My personal schedule this past weekend served as a reminder of how our region supports us, and vice versa. Saturday morning, I attended the regional AIDS walk that we hosted again this year; this raised more than $56,0000 for patients in our region. Later that day, I spoke at the Michigan Historical Society’s annual conference, which we also hosted. Sunday evening, I attended the NAACP Freedom Fund banquet where Amy Hlavacek, associate professor of mathematics, received an Achievement Recognition Award for her work in the community to boost math performance among local K-12 students. Tacarra Ford, an alumna who teaches English part-time here, received the same honor, as did other alumni. Anthony Dizon, accountant, will receive the Alden B. Dow Museum of Science & Art 2014-2015 Richard Wolfe Volunteer Award next week for his years of volunteer service to the museum. Because of the work of so many of you, we are living up to our community engagement designation on a daily basis. I hope you take as much pride in this as I do.
Another community engagement project is about to launch. We are partnering with the Saginaw Bay Writing Project and the Public Libraries of Saginaw to establish the Saginaw Community Writing Center, thanks to financial support from the Dow Corning Foundation and the Saginaw Community Foundation.
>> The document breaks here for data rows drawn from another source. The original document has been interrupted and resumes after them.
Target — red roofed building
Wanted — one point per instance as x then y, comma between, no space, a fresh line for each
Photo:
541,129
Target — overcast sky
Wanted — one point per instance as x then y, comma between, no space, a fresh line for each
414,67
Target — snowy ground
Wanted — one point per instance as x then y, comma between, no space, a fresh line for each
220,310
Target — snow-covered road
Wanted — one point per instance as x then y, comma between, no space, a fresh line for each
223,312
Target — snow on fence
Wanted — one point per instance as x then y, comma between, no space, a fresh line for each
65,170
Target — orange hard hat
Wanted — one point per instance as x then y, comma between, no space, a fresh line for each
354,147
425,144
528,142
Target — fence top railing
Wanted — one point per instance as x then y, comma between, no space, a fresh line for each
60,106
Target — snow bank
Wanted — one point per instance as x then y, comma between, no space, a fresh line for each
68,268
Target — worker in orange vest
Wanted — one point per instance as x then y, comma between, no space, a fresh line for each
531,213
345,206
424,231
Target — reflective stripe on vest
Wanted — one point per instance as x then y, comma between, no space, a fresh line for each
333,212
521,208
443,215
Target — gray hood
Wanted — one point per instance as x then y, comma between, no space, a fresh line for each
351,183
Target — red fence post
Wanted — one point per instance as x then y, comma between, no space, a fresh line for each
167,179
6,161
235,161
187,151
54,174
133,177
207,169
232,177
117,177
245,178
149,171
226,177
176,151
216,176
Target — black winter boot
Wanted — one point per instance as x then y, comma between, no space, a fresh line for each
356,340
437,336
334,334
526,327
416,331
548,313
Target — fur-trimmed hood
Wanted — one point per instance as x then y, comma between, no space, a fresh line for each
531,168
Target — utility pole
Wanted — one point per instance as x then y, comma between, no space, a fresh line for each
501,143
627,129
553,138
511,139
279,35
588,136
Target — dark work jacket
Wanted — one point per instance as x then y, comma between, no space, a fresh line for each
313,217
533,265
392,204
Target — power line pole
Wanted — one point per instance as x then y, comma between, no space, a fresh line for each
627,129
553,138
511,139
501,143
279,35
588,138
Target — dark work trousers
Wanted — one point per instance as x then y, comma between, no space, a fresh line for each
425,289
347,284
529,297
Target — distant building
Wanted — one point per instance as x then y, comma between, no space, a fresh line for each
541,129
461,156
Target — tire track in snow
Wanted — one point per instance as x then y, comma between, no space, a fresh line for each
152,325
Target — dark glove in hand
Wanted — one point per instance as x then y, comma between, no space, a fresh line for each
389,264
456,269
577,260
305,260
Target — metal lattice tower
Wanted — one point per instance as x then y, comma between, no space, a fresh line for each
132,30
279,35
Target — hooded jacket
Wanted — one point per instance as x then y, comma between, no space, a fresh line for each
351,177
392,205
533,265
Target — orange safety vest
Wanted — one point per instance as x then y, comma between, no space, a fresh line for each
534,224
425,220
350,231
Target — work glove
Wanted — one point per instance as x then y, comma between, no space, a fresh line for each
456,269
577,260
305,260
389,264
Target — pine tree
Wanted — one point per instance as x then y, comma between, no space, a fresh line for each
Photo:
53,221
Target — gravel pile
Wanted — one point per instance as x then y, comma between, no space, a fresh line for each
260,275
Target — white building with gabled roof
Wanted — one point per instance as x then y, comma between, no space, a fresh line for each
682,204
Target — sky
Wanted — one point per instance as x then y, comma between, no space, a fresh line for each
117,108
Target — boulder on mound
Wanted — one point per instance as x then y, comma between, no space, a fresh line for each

Once a month, tutors from our Writing Center will lead workshops and provide tutoring for community members at Butman-Fish Library in Saginaw. We hope to grow the program over time. Such centers have proven successful in other states; ours is believed to be the first in Michigan. Thanks to Chris Giroux, assistant professor of English, for bringing this idea forward for our region, and to everyone who has helped to make this happen.
Our students continue to make community engagement contributions, as well. Many of their efforts are underappreciated, so it is nice to see them recognized. Recently, Carol VanArsdale (center) of Area 22 Special Olympics presented our student organization Cardinals for Special Olympics with an award of excellence to recognize the group's efforts and support of the annual Spring Games that are held on campus each April and rely upon dozens of student volunteers. Receiving the award were club president Alyssa Briolat of Ubly (right) and vice president Hannah Gaines of Fenton (left). This is a great example of the community engagement efforts that many of our student organizations are involved in. My congratulations to them and my ongoing appreciation to all our students and their advisers who work to improve our region.
The leaves are beginning to change. The temperature has cooled. Fall is upon us, and that brings many things, including a great many opportunities to see our students perform. Please support them as your schedule permits. Our first theatre production of the year, “The Game's Afoot,” a Sherlock Holmes-inspired play, opens next Wednesday and continues through Sunday. Steve Erickson, professor of theatre, is directing and assures me that this play is funny. I will hold him to it. You can learn more about the show and even order tickets online.
The Campus Climate Survey conducted last year showed that members of the LGBTQ community on campus desired a central place to find resources and support on campus. In response to this, The Pride Center, as it will be known, will open next week, thanks to the committed efforts of several faculty, staff and students. The ceremony will begin with a screening of the documentary “Coming Out” at 7 p.m. in the Alan Ott Auditorium inside Gilbertson Hall (GN 253). Filmmaker Alden Peters will be in attendance to discuss his film-making process and take questions from the audience. The grand opening of the new Pride Center, located in Gilbertson Hall, will immediately follow. For more information, you can contact the organizers directly at firstname.lastname@example.org.
The Great Lakes Bay Regional Youth Leadership embarks upon its 10th year this Friday. This joint program with the Bridge Center for Racial Harmony brings 96 high school students to campus each month, and a number of our students serve as mentors. They have always addressed important issues related to leadership, diversity and community, and this year there will be an increased emphasis on STEM. These students also engage in service projects; this year’s partners include Hidden Harvest, an organization that supplies food to soup kitchens, food pantries and shelters; the First Ward Community Center in Saginaw, which offers various services to the Saginaw community; and Tri-City Links Inc., a volunteer service organization for women. My thanks to Mamie Thorns, special assistant to the president for diversity programs, and everyone who participates in making this a successful program for our region’s young people.